Gmail Mysql Database Design:

This is the new design as of 0.4.8pre1. It has been stable on this for a long time now. Though there are some minor improvements to be made, the basics are good. 

See below for a list of possible changes I am stacking up to make sometime. Changing the database format is really a chore because it is pretty tough (but not impossible) to export all the data and import it again. I would like to make all these changes in one big modification one day.

The basic design in that the mail data is not stored in one table but two. The difference is that one of them is a fixed length table, and the other is a dynamic length table. Fixed length tables are MUCH faster than the dynamic ones, so it is worth splitting them up. To display the contents of a vfolder (eg: date, subject, fromfield, matched) everything is in the fixed length table.

The name of the fixed length table is 'display' and the name of the dynamic length table is 'details'.

The basic email message can be reconstructed by concatenating details.headers and details.message. All the other fields are redundant data that has been parsed out for use in vfolder queries.

In the design of the tables there is a tradeoff between parsing out special fields at download time or parsing them at runtime/display time. The advantage of parsing out special fields at download time means that we can have special fields to use in vfolder queries. The disadvantage is that we got lots of new fields and complicate the database design.

eg: we could parse the subject at runtime (from display.headers) but then we could not use the headers field in vfolders (not easily anyway). We do not parse attachments at download time, as you would never search on it.


Display:
This is a fixed length table.
+------------+--------------------------------------+------+-----+---------------------+----------------+
| Field      | Type                                 | Null | Key | Default             | Extra          |
+------------+--------------------------------------+------+-----+---------------------+----------------+
| id         | mediumint(11) unsigned               |      | PRI | 0                   | auto_increment |
| date       | datetime                             |      | MUL | 0000-00-00 00:00:00 |                |
| subject    | char(255)                            |      | MUL |                     |                |
| fromfield  | char(255)                            |      | MUL |                     |                |
| readstatus | enum('Read','Unread', 'Queued', 'Sent')                |      | MUL | Read                |                |
| direction  | enum('Incoming','Outgoing') |      | MUL | Incoming            |                |
| uid        | char(255)                            |      | MUL |                     |                |
| matched    | set(' ')                 |      | MUL | False               |                |
+------------+--------------------------------------+------+-----+---------------------+----------------+

The matched field get built around the names of the user vfolders. When you add/remove vfolders you should rebuild the matched index (see advanced menu). That is, gmail will modify the 'set' to contain the names of all your vfolders. The set is stored in a binary way, so we can use the 'matched' field for fast caching of vfolders. Read the online help for more info, then look at the code.


Details:
This is a dynamic length table.
+-------------+--------------+------+-----+---------------------+----------------+
| Field       | Type         | Null | Key | Default             | Extra          |
+-------------+--------------+------+-----+---------------------+----------------+
| id          | int(11)      |      | PRI | 0                   | auto_increment | unique index
| headers     | text         |      |     | NULL                |                |
| message     | longtext         |      |     | NULL                |                |
| tofield     | text         |      |     | NULL                |                |
| ccfield     | text         | YES  |     | NULL                |                |
| bccfield    | text         | YES  |     | NULL                |                |
| attachments | text         | YES  |     | NULL                |                |
+-------------+--------------+------+-----+---------------------+----------------+

The attachment field was a stupid idea and it has never been used.

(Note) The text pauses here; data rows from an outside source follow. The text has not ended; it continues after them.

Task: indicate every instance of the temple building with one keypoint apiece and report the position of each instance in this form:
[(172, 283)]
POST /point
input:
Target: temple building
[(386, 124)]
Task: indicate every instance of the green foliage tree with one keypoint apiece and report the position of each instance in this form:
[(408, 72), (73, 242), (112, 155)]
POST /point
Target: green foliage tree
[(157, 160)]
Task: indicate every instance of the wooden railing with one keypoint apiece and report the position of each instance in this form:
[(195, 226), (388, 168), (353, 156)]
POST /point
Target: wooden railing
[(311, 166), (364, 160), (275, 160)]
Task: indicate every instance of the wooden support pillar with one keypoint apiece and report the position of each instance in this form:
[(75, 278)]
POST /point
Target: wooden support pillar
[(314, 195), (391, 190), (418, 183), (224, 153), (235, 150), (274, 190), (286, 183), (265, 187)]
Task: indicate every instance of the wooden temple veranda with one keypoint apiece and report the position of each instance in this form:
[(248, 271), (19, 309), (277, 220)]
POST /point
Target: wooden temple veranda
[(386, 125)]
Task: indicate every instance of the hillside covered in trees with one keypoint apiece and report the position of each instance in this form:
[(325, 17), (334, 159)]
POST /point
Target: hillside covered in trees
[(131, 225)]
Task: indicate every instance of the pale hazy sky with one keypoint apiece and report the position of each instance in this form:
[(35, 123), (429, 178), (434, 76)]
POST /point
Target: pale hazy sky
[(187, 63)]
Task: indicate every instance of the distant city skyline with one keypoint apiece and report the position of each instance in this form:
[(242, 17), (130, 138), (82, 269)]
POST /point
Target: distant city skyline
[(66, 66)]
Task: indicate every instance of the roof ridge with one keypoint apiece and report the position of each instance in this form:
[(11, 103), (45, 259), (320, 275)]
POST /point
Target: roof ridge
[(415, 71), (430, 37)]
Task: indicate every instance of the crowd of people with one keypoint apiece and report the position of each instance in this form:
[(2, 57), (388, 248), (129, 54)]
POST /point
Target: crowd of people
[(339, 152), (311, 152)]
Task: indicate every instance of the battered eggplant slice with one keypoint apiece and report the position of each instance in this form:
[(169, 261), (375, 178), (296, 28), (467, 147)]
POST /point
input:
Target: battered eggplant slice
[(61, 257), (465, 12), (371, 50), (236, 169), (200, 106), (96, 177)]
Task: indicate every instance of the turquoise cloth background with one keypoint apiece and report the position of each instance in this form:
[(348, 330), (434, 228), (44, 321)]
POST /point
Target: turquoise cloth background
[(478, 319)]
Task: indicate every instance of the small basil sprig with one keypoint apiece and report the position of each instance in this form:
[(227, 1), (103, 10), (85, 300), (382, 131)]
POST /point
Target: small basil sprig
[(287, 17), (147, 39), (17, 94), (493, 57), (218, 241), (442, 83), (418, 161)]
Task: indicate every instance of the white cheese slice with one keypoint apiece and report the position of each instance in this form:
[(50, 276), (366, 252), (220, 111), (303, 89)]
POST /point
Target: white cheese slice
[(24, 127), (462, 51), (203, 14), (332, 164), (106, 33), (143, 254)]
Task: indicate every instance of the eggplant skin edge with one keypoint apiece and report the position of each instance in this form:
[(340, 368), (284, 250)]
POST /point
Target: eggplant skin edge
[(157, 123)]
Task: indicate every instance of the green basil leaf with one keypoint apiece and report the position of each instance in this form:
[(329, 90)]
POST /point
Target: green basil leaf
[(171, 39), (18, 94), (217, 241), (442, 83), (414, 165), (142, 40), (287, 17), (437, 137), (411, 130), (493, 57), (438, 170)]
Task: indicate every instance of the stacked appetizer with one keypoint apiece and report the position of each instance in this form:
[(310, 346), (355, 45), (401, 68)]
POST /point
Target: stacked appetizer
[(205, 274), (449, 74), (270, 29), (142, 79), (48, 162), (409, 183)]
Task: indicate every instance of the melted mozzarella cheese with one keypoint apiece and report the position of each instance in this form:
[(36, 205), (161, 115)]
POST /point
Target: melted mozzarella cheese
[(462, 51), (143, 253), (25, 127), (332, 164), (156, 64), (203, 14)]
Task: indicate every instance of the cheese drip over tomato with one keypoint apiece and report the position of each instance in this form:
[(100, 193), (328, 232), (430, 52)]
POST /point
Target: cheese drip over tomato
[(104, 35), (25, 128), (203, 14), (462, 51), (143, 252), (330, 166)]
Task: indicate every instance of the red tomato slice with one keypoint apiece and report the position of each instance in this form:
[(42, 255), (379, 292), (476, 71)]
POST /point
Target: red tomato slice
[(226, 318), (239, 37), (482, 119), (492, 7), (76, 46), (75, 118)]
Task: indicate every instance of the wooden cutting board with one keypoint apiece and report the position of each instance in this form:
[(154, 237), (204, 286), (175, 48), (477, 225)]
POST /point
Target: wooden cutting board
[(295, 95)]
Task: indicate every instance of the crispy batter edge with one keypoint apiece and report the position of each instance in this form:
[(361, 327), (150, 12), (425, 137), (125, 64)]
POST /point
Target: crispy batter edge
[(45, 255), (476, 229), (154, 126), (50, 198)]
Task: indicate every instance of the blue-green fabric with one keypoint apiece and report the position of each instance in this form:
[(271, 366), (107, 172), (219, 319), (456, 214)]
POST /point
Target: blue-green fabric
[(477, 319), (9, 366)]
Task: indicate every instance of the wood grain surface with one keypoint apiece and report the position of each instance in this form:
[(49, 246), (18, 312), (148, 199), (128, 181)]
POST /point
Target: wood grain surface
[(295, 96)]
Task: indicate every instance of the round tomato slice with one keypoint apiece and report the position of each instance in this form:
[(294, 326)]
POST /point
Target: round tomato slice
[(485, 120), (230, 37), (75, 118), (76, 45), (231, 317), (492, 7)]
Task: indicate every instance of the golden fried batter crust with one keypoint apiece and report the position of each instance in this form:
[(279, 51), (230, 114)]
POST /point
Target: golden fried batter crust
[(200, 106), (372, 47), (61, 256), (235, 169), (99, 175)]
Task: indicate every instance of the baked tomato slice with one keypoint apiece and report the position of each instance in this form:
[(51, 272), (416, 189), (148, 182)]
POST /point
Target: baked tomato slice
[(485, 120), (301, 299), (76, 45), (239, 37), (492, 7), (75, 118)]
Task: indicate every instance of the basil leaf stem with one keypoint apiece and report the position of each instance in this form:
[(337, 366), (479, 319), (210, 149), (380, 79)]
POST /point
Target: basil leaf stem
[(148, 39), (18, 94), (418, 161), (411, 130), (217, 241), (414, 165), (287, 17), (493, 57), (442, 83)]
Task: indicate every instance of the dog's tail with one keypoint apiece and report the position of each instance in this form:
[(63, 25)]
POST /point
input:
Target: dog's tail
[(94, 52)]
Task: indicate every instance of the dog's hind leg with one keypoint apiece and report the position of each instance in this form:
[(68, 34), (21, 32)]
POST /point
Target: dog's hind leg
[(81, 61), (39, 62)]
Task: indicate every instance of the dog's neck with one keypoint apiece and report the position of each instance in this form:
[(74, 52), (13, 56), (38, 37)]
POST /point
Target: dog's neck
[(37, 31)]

The whole body of the message including mime parts just goes into details.message. That is why it is longtext, because it can get very large. Testing showed that we were maxing out the 'text' type at 50k, but 'longtext' seems to handle quite large attachments, at least 1 mb.

NOTES/FUTURE MODIFICATIONS:
We don't use the attachments field as we parse them at run time. Drop it.

We don't need to split the headers and message field now that we are using the GMime library. This would allow us to keep a perfect copy of the message in the database. The current code we use to split the message into headers/message is a bit dodgy too. The only advantage in keeping them seperate is that one can do vfolder searches on 'headers', which would become slower if they were done on everything. We should test this. The user can always do fast searches by searching on the to, cc, and from fields. Maybe the solution to this problem is to put the full rfc822 message (with headers) into the message field and still split off the headers into the headers field. Then the code could always work from the message field and the user could still search on headers. We would have to write a function to convert the old style to the new (use the mbox output?). This would work well too because gmime gives us a nice function to rip out the headers...

Change the status fields (like direction) to be BOOLEAN types. eg: rename direction to 'incoming' and incoming will either be true or false. This will use much less space than an enum, and run faster too.
Other status fields to add:
	- split read status into 'read' (boolean), and a sentstatus enum ('Received', 'Queued', 'Sent').
	- Add another date field for 'datedownloaded' ??

We need a field for 'deleted' or not, so we can implement a trashcan.